Proportionate severity indicates the proportion of COVID‐19 cases that were considered severe (ie required admission to intensive care unit, mechanical ventilation or extracorporeal membrane oxygenation, or diagnosis of acute respiratory distress syndrome).
Hazard ratios accounting for COVID‐19 infection as a time‐varying exposure and adjusting for maternal age, race/ethnicity, household income, pre‐existing medical conditions and week of conception (cubic spline).
4. COMMENT
4.1. Principal findings
This large, national study comparing clinical diagnoses to COVID‐19 laboratory testing results provides important insights into the quality of existing data for measuring COVID‐19 infections during pregnancy. In this commercially insured cohort, we found that the rate of COVID‐19 testing did not appear to be random and varied by sociodemographic and health factors. More than one‐in‐five COVID‐19 cases would be missed by ICD‐coded diagnoses alone, and 64% of those with a COVID‐19 diagnosis had a negative laboratory result. These results imply that reliance on diagnostic coding or laboratory testing results alone from medical records will result in misclassification of disease status, and depending on which measurement applied, could change measures of association with perinatal health outcomes. Epidemiological studies relying on existing health data should be aware of these considerations and how they may influence their study findings.

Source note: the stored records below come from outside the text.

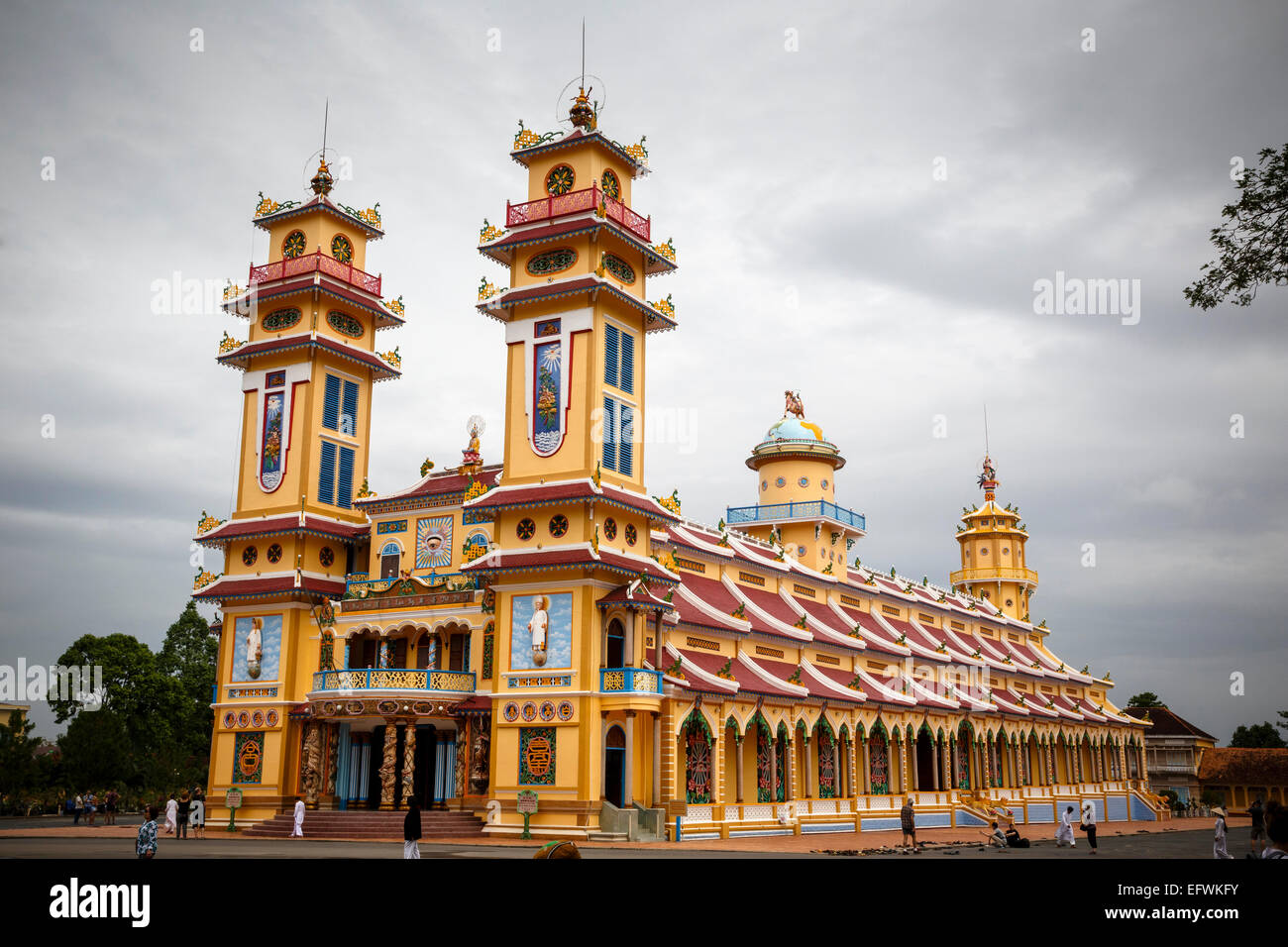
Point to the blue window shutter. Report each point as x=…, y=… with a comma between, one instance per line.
x=344, y=487
x=610, y=343
x=351, y=407
x=326, y=474
x=331, y=402
x=625, y=447
x=609, y=432
x=627, y=363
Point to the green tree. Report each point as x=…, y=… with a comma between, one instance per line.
x=17, y=763
x=1261, y=736
x=97, y=751
x=1145, y=698
x=188, y=659
x=1252, y=243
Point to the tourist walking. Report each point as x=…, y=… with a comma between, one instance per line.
x=1258, y=827
x=146, y=843
x=197, y=815
x=1276, y=827
x=1064, y=832
x=1219, y=838
x=1089, y=822
x=411, y=830
x=909, y=822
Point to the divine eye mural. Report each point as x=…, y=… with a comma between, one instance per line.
x=541, y=631
x=257, y=648
x=433, y=541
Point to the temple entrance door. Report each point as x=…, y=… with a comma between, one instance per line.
x=423, y=788
x=925, y=763
x=614, y=767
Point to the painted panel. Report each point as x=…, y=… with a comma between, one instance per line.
x=433, y=541
x=541, y=631
x=257, y=647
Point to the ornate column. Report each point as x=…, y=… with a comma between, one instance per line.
x=739, y=758
x=773, y=770
x=389, y=766
x=312, y=763
x=657, y=761
x=408, y=761
x=627, y=789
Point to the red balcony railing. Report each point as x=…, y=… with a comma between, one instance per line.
x=579, y=202
x=316, y=263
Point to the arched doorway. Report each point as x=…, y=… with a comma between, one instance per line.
x=925, y=759
x=614, y=644
x=614, y=766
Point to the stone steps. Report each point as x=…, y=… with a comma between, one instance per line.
x=369, y=825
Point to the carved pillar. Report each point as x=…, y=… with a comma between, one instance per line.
x=389, y=764
x=408, y=761
x=629, y=789
x=312, y=763
x=657, y=759
x=773, y=770
x=738, y=761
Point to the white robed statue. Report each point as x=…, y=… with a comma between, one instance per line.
x=537, y=628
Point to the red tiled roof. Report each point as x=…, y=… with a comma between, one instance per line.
x=438, y=484
x=240, y=528
x=1167, y=723
x=535, y=493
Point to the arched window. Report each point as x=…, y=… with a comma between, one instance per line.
x=390, y=557
x=614, y=644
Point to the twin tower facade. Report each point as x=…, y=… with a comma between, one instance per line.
x=542, y=634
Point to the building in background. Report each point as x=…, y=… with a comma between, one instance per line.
x=1173, y=751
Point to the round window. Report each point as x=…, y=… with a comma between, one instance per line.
x=559, y=180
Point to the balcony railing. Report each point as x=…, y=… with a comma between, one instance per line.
x=394, y=680
x=316, y=263
x=359, y=583
x=579, y=202
x=774, y=512
x=993, y=574
x=629, y=681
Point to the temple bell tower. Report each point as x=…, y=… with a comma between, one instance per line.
x=992, y=553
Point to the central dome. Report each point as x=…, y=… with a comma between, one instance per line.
x=795, y=429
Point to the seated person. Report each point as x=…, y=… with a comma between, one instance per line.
x=996, y=838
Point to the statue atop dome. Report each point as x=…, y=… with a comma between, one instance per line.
x=795, y=406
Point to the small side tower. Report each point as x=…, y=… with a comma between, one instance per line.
x=797, y=486
x=992, y=553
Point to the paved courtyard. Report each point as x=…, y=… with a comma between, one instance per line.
x=52, y=838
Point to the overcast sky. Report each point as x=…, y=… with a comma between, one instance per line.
x=795, y=154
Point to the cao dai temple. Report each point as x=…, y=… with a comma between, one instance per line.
x=548, y=626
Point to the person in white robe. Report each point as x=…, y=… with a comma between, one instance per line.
x=1064, y=834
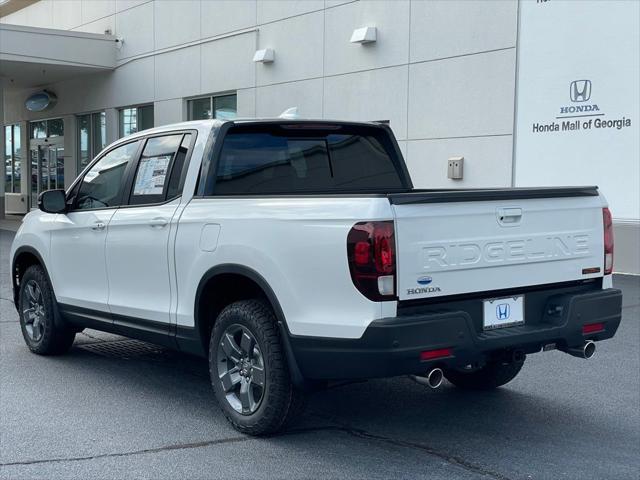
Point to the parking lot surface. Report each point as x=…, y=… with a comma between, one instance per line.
x=118, y=408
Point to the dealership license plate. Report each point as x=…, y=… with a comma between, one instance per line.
x=503, y=312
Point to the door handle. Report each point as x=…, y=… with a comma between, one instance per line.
x=158, y=222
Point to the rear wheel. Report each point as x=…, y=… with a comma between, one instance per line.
x=492, y=375
x=38, y=312
x=249, y=371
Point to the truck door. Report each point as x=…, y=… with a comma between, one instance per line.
x=138, y=251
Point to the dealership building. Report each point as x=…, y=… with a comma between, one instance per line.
x=522, y=93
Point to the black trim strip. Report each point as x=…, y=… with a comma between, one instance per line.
x=478, y=195
x=158, y=333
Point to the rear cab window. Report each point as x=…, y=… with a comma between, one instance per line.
x=302, y=157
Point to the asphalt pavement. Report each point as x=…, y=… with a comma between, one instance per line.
x=118, y=408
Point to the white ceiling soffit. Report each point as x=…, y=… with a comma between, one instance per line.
x=32, y=57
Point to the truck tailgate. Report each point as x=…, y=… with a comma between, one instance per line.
x=458, y=242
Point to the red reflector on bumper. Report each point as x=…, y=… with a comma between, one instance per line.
x=433, y=354
x=592, y=328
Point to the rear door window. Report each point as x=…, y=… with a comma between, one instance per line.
x=274, y=158
x=159, y=169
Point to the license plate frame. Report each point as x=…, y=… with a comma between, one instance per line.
x=503, y=312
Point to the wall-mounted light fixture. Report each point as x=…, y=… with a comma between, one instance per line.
x=364, y=35
x=266, y=55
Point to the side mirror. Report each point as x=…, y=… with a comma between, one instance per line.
x=52, y=201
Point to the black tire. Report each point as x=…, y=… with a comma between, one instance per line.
x=47, y=337
x=492, y=375
x=280, y=402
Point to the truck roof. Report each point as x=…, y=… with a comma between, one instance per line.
x=216, y=123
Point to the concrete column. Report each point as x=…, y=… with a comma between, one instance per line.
x=70, y=149
x=25, y=177
x=111, y=119
x=2, y=167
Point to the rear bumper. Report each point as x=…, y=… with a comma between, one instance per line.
x=392, y=346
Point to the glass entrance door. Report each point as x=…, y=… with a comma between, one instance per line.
x=47, y=166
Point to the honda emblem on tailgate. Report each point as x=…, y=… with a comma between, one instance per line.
x=503, y=311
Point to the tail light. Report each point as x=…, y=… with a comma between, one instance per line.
x=371, y=253
x=608, y=241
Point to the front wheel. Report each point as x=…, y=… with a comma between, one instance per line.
x=249, y=371
x=492, y=375
x=38, y=311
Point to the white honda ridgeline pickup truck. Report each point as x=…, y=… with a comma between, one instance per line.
x=292, y=253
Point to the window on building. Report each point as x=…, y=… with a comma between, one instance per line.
x=47, y=128
x=91, y=137
x=135, y=119
x=223, y=107
x=12, y=158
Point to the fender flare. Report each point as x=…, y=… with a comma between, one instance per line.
x=258, y=279
x=57, y=317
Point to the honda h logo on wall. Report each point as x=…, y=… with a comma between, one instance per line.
x=580, y=90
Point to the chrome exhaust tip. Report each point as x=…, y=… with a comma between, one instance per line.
x=432, y=379
x=435, y=377
x=587, y=350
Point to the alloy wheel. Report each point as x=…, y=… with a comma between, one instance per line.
x=33, y=311
x=241, y=369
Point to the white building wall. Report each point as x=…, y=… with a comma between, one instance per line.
x=442, y=72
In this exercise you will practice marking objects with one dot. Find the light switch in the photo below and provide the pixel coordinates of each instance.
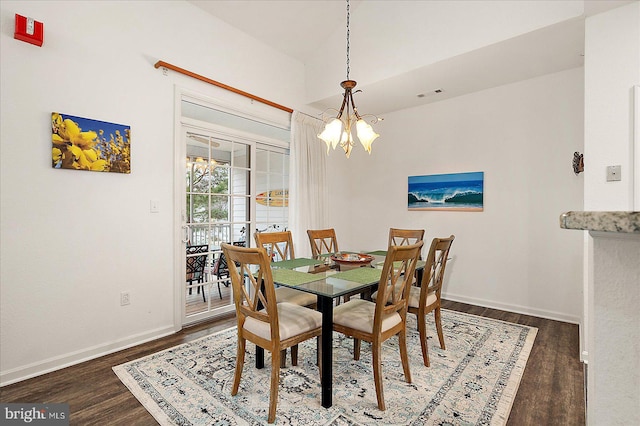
(613, 173)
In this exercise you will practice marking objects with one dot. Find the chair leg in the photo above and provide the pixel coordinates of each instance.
(275, 380)
(438, 319)
(404, 354)
(356, 349)
(377, 374)
(239, 365)
(422, 331)
(319, 352)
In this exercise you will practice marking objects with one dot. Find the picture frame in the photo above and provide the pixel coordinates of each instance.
(80, 143)
(449, 192)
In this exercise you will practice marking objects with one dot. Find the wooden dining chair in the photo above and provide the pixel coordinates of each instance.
(426, 298)
(261, 319)
(279, 245)
(377, 321)
(322, 241)
(400, 237)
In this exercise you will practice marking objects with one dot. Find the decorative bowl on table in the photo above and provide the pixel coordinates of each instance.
(353, 259)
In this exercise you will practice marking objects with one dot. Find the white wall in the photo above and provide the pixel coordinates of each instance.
(612, 68)
(513, 255)
(72, 241)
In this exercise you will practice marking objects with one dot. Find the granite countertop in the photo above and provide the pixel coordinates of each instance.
(622, 222)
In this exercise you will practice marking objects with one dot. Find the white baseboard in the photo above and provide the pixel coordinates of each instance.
(56, 363)
(557, 316)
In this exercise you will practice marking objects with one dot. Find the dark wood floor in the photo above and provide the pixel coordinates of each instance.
(551, 391)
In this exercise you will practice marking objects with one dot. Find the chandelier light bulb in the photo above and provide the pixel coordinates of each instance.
(332, 133)
(365, 134)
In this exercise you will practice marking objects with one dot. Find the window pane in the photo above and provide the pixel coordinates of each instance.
(220, 180)
(220, 208)
(241, 155)
(240, 182)
(199, 208)
(262, 160)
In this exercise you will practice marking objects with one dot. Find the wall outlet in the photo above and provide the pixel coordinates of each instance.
(125, 298)
(613, 173)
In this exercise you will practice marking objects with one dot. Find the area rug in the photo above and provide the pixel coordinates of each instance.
(473, 382)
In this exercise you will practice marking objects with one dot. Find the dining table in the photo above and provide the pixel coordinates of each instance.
(328, 281)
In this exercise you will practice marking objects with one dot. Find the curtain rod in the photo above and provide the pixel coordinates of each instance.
(221, 85)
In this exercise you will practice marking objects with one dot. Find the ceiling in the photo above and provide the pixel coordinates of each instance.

4.2. Strengths of the study
Our study had several key strengths. This study drew from a large national cohort of commercially insured US pregnant individuals with comprehensive health and medical information. Analyses within a commercially insured population presented the opportunity to perform our analyses with a population where access to clinical testing was not limited (a major strength of the study). Furthermore, in this population, clinical information from multiple sources can be readily pooled.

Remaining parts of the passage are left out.